The Labour candidate in the race to be the capital’s next mayor criticised the fact that few national politicians served an apprenticeship in local government. “It’s [now] a question of how funny can you be on the sofa at 9 o’clock in the morning on rolling TV. I don't think that’s adequate for a serious political debate.”
Speaking at a press lunch at the Commons press gallery on Tuesday, the former mayor, who is one of the few British politicians the public recognises by first name only, said: “I don’t want to think mayor after mayor of London is going to be a celebrity because I don’t think that gives you a well-run city.”

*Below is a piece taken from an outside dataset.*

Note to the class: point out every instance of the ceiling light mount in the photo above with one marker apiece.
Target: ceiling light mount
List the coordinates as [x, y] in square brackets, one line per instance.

Mr Livingstone has been lagging behind his main rival Boris Johnson in polls ahead of the May 3 election, with a YouGov survey on Monday suggesting he was 6 percentage points behind the Tory mayor when other candidates were discounted.

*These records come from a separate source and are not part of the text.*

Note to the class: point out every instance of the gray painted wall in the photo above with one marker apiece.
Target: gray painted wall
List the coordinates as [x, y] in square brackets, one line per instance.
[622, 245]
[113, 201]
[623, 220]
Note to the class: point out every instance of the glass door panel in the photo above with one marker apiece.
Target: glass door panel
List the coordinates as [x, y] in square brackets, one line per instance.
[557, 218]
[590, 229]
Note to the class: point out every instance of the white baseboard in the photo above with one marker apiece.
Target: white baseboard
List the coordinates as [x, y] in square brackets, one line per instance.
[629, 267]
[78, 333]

Asked why the same poll identified a tranche of London Labour supporters who preferred to vote for Mr Johnson, Mr Livingstone expressed his frustration with the popularity of the current mayor.
“I meet people on the doorstep who are naturally Labour. They say: ‘Ooh, he does make me laugh.’ I say: ‘He’s just put your fares up.’ ‘Oh, I know, but he does make me laugh.’ ”

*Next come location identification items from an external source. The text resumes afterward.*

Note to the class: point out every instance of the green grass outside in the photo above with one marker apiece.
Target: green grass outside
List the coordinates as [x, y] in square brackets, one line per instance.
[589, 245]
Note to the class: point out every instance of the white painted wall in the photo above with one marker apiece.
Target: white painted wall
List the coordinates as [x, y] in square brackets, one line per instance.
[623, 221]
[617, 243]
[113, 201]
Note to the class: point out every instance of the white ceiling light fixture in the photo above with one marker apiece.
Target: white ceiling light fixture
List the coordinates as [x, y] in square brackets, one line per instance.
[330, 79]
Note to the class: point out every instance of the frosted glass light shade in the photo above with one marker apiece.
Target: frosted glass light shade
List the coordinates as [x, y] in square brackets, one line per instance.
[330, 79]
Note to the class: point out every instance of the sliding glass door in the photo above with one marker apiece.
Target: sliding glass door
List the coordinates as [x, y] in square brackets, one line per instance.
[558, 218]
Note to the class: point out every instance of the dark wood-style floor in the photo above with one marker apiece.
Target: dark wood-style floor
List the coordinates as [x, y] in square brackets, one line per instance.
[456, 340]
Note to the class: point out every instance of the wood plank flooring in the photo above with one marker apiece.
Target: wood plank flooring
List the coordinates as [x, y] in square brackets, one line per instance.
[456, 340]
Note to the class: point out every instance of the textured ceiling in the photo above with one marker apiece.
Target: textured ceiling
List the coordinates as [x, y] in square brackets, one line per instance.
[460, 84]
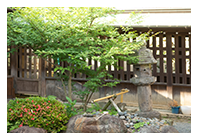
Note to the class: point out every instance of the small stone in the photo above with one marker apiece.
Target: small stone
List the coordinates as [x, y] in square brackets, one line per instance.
[132, 127]
[127, 126]
[122, 117]
[121, 113]
[131, 124]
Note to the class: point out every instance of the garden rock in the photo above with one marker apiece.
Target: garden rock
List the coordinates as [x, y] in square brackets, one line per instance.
[168, 129]
[149, 129]
[149, 114]
[122, 106]
[27, 129]
[105, 124]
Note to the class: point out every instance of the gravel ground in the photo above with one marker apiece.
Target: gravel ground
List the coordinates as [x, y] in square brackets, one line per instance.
[182, 126]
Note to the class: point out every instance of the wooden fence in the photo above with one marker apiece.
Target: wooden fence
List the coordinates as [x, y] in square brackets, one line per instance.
[171, 49]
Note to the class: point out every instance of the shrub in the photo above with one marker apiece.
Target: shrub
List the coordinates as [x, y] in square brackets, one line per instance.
[41, 112]
[173, 103]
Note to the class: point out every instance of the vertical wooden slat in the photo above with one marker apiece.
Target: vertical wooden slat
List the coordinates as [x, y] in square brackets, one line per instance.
[42, 71]
[13, 63]
[20, 62]
[25, 65]
[121, 70]
[190, 53]
[154, 55]
[50, 67]
[115, 73]
[30, 63]
[161, 58]
[35, 62]
[176, 59]
[95, 65]
[128, 72]
[7, 62]
[169, 66]
[169, 59]
[109, 69]
[183, 59]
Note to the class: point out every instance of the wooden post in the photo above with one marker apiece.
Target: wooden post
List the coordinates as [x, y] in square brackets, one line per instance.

He added: “I didn’t come into politics to make you laugh.”
A question on privatisation prompted a vituperative attack from the man once considered the scourge of Margaret Thatcher when leader of the Greater London Council in the 1980s.
“Whatever savings are made by getting rid of jobs that working class men used to fulfil is then siphoned off by the shareholders or for obscene salaries for the new executives. Literally I can’t think of a single thing that’s got better because of privatisation,” Mr Livingstone said.
Mr Livingstone, who was mayor at the time of London’s successful bid for the Olympic Games, had harsh words for the London 2012 organisers, claiming that the “bureaucracy” in the body had “taken on a life of its own” and was “completely over the top”.
He attacked the VIP traffic lanes set aside for Olympic athletes and officials at certain hours of the day during the games, saying they would “alienate people”.
“If that isn’t sorted out basically we should say everyone on a bus is a VIP – they can go in the lanes as well – and the black cabs. You don’t want to be in a situation where the Olympics poisons people’s attitudes to the games.”